6 See, e.g., Ostergren v. Cuccinelli, 615 F.3d 263, 279 (4th Cir. 2010) (“One . . . has a considerable privacy interest in keeping his SSN confidential.”); Sherman v. U.S. Dep’t of the Army, 244 F.3d 357, 365 (5th Cir. 2001) (“[A]n individual’s informational privacy interest in his or her SSN is substantial.”); Int’l Bhd. of Elec. Workers Loc. Union No. 5 v. Dep’t of HUD, 852 F.2d 87, 89 (3d Cir. 1988) (noting that “employees have a strong privacy interest in their [SSNs],” and that “Congress has recognized this privacy interest by making unlawful any denial of a right, benefit, or privilege by a government agency because of an individual’s refusal to disclose his [SSN]” under the Privacy Act).

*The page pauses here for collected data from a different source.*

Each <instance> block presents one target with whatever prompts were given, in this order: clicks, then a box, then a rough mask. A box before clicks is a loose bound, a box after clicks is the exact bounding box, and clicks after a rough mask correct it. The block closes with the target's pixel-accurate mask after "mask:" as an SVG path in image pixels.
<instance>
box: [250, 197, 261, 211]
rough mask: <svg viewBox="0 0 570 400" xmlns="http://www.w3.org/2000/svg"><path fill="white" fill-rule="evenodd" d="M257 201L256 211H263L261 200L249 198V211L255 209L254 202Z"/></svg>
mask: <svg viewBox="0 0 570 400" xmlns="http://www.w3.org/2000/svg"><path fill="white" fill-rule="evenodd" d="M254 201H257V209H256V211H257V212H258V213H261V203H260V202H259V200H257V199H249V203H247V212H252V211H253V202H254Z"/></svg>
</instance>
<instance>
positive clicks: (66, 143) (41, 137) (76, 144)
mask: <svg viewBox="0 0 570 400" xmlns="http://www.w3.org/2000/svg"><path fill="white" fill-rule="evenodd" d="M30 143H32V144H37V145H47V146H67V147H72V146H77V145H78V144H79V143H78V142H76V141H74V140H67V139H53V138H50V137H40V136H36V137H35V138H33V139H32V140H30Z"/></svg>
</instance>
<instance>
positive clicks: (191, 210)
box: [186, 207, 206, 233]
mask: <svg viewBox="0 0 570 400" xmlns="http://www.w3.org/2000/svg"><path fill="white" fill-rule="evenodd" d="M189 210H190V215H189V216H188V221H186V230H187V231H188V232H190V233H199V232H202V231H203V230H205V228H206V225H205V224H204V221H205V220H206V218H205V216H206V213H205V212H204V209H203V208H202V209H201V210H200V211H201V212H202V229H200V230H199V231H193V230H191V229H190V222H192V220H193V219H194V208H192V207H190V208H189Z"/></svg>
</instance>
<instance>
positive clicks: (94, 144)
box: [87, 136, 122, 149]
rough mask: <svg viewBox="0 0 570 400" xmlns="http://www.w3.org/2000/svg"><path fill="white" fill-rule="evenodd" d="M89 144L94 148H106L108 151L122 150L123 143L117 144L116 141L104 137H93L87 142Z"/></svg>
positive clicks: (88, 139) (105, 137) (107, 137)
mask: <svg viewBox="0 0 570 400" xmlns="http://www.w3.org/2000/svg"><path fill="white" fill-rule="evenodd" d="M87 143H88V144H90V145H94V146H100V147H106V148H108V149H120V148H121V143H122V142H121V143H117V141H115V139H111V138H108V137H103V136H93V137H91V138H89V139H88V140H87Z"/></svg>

7 See, e.g., Clemens v. ExecuPharm Inc., 48 F.4th 146, 154 (3d Cir. 2022) (noting that the “disclosure of [SSNs], birth dates, and names is more likely to create a risk of identity theft or fraud”); Ostergren, 615 F.3d at 279 (“SSNs can easily be used to commit identity theft—that is, tendering another’s identifying information to carry out financial fraud or other criminal activity.”); Sherman, 244 F.3d at 365-66 (noting that individuals have a substantial interest in keeping their SSNs private to avoid identity theft).

8 Award at 20.

9 Id.

10 Id. at 15-17.

11 AFGE, Loc. 2923, 64 FLRA 352, 353 (2009); NFFE, Loc. 1379, 44 FLRA 1246, 1249 (1992); IFPTE, Loc. 28, 38 FLRA 1123, 1134-35 (1990); AFGE, Nat’l GSA Council (No. 236), Loc. 1497, 24 FLRA 928, 933-34 (1986); AFSCME, AFL-CIO, Loc. 2477, 7 FLRA 578, 585 (1982), enforced sub nom. Libr. of Cong. v. FLRA, 699 F.2d 1280, 1286 (D.C. Cir. 1983) (finding the Statute “contains no explicit provision that would preclude bargaining over a condition of employment for the sole reason that the employing agency possesses only the power to recommend, and not to implement, any proposed changes”).  I also note that the Arbitrator found the Agency changed unit employees’ conditions of employment, and there is no exception to that finding.